Attention from First Principles - 1
The foundations - self attention & scaled dot product attention.
Understanding how transformers work starts with one question: How does a word know what it means? The word “bank” in “river bank” means something different than “bank” in “I need a loan from the bank.” Static word embeddings can’t capture this — they’re frozen, context-blind.
Attention solves this by letting each word dynamically gather information from its surroundings.
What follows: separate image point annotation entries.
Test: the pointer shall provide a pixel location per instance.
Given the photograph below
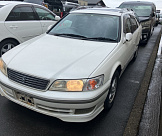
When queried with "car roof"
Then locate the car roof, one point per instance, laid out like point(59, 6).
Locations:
point(111, 11)
point(138, 2)
point(13, 3)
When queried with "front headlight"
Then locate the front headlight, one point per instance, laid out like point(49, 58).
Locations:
point(77, 85)
point(146, 23)
point(3, 67)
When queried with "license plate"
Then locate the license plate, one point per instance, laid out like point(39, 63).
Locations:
point(24, 98)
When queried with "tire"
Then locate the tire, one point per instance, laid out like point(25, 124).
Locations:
point(112, 92)
point(135, 55)
point(150, 33)
point(7, 45)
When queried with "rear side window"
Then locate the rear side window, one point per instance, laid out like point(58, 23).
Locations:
point(44, 14)
point(21, 14)
point(128, 26)
point(134, 24)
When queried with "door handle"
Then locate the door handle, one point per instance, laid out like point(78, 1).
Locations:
point(13, 27)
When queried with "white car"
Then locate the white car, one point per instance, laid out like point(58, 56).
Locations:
point(72, 71)
point(20, 21)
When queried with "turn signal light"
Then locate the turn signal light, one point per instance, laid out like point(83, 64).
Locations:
point(74, 85)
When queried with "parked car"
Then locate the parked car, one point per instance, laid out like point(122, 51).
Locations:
point(160, 19)
point(146, 12)
point(157, 19)
point(73, 76)
point(21, 21)
point(55, 6)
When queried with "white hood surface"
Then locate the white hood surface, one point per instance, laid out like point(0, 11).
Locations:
point(59, 58)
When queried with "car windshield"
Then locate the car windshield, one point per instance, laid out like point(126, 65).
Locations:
point(89, 27)
point(141, 10)
point(34, 1)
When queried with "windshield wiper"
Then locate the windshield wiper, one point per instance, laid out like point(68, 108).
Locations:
point(100, 39)
point(71, 35)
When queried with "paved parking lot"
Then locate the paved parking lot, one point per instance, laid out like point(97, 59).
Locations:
point(16, 120)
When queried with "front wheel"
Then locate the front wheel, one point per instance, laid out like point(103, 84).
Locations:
point(112, 91)
point(6, 46)
point(135, 55)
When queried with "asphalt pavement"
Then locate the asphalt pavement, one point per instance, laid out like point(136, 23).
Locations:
point(124, 117)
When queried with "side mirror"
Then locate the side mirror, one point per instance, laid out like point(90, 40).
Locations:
point(129, 37)
point(57, 18)
point(49, 27)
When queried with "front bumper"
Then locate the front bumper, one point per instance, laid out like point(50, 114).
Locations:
point(76, 109)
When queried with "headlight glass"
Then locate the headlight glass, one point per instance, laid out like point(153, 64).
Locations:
point(77, 85)
point(146, 23)
point(3, 67)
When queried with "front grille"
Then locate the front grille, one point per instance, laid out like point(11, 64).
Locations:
point(27, 80)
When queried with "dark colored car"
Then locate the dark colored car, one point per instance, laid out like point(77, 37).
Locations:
point(146, 12)
point(55, 6)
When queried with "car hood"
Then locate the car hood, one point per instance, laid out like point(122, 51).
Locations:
point(59, 57)
point(141, 19)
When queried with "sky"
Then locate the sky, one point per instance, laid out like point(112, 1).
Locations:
point(116, 3)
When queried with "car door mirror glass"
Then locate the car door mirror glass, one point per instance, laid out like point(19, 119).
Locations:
point(49, 27)
point(57, 18)
point(129, 37)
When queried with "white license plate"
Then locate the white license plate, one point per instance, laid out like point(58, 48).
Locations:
point(25, 99)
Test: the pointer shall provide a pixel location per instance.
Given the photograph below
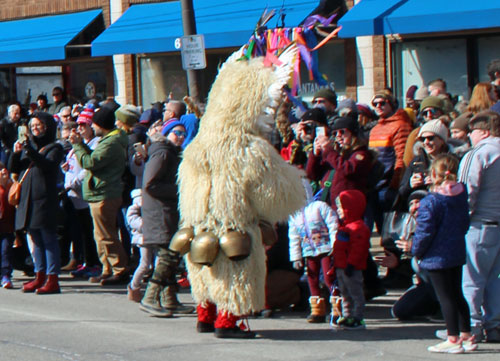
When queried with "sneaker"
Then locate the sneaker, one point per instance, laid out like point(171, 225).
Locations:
point(493, 335)
point(353, 324)
point(447, 347)
point(6, 283)
point(442, 334)
point(469, 344)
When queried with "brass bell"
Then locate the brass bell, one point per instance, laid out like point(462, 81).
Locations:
point(268, 233)
point(235, 245)
point(181, 241)
point(204, 248)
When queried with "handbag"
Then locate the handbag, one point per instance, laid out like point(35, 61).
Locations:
point(14, 195)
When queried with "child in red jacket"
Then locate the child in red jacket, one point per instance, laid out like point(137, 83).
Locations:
point(350, 252)
point(6, 228)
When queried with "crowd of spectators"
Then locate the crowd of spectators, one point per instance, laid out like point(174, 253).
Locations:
point(92, 174)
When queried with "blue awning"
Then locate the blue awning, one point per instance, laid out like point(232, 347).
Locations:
point(366, 18)
point(42, 38)
point(378, 17)
point(151, 28)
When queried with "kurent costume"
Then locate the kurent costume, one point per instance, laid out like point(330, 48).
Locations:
point(230, 179)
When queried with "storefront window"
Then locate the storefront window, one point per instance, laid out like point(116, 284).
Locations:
point(88, 80)
point(424, 61)
point(332, 64)
point(159, 76)
point(35, 80)
point(487, 49)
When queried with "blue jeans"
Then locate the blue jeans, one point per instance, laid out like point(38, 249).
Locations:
point(6, 239)
point(47, 253)
point(481, 282)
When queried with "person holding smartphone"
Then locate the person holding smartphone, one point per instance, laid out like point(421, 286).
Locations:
point(298, 150)
point(432, 141)
point(344, 155)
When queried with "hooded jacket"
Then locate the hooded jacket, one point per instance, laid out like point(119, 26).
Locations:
point(353, 237)
point(160, 214)
point(41, 155)
point(106, 164)
point(442, 222)
point(389, 138)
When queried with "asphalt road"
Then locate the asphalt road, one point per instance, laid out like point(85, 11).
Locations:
point(90, 322)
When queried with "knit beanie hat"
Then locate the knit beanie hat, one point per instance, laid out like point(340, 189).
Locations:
point(462, 122)
point(435, 126)
point(128, 114)
point(86, 115)
point(105, 118)
point(432, 101)
point(422, 93)
point(346, 123)
point(150, 116)
point(385, 94)
point(316, 114)
point(169, 125)
point(326, 93)
point(365, 110)
point(419, 194)
point(410, 93)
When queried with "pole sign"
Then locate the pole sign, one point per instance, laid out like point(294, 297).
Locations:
point(193, 52)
It’s the mechanism that makes modern language models work, from BERT to GPT to the latest frontier models.
Attention solves this by letting each word dynamically gather information from its surroundings
In this series of posts, we’ll build attention from scratch — starting with the simplest possible approach and evolving through each innovation: scaled dot-product attention, multi-head attention, causal masking, and finally the efficiency optimizations (GQA and MLA) that make long-context models feasible.
No hand-waving. Just the math, the intuition, and working PyTorch code.
Here’s a lay of the land of what all I will be covering in this article:
The Context Problem: Why static embeddings fail
The Naive Solution: Fixed linear combinations of neighbors
Making It Dynamic: Dot products as similarity
Understanding the Roles of in X₁ and Xᵢ in the Dot Product
Adding Flexibility: Learnable Projections (Q, K,V)
Self-Attention Complete: Putting It All Together
Scaled Dot-Product Attention
The Context Problem
Consider this sentence:
“The bank approved my loan application.”
Now this one:
“I sat by the river bank watching the sunset.”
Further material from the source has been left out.